Aquilo que Tréfaut consegue captar é a forma mais marcante de resistência ao ego crescente do narcisismo característico das ditaduras: a miscelânea de canções populares brasileiras numa orquestra comunitária. Contrastante com o silêncio ensurdecedor que pautou os corredores do Palácio do Catete (hoje Museu da República), a residência oficial da presidência do Brasil, no Rio de Janeiro, entre 1867 e 1960, bem como aquilo que ecoou numa nação marcada pelo genocídio da alteridade, forma-se, agora, uma comunidade da fala e da escuta, presente nos belos e românticos jardins desse Palácio.

Esta comunidade reúne-se, e todas as vozes, idosas e menos idosas, tendem para se juntar num convívio com pessoas que cantam da alma, e que, igualmente, param para ouvir cantar, num exercício de ética da escuta.
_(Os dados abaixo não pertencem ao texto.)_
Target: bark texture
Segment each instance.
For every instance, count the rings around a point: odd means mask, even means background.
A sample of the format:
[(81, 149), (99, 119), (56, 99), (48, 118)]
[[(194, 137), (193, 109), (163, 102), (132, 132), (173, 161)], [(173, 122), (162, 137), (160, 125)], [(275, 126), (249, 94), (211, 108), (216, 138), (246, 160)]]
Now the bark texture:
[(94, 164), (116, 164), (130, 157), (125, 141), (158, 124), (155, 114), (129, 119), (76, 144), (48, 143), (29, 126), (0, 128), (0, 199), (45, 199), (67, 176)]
Deste modo, a capacidade de resistência, perante a opressão vivida social e politicamente, é convertida numa espécie de antidepressivo metafísico, que se dá de todas as vezes que aqueles homens e mulheres pegam em si e nas suas memórias auditivas e rompem a sua casca narcísica, abrindo-se à possibilidade da partilha pública de sofrimento, e também de amor.
É isso que este espaço público consagra, é o Paraíso de eliminar a solidão presente naquelas vidas e, fundamentalmente, de eliminar a distância pessoal de si para si mesmo, pois quando cada uma daquelas pessoas canta, a par da plateia que a escuta, ela dá-se a chance a si mesma de sociabilizar a sua dor e a sua alegria. Esta socialibilização da dor e da alegria sob a forma grupal é o que enlaça todas as histórias de vida que Tréfaut acompanha, numa melodia do comunitário que toca desde as vozes que o preenchem, até à denúncia que este documentário representa sob a forma de homenagem. Todos os gestos que compõem este documentário são de resistência e, por serem pessoais, não deixam de ser um acto político contra a surdez da sociedade ruidosamente apática e alienada que encontramos fora deste jardim-paraíso.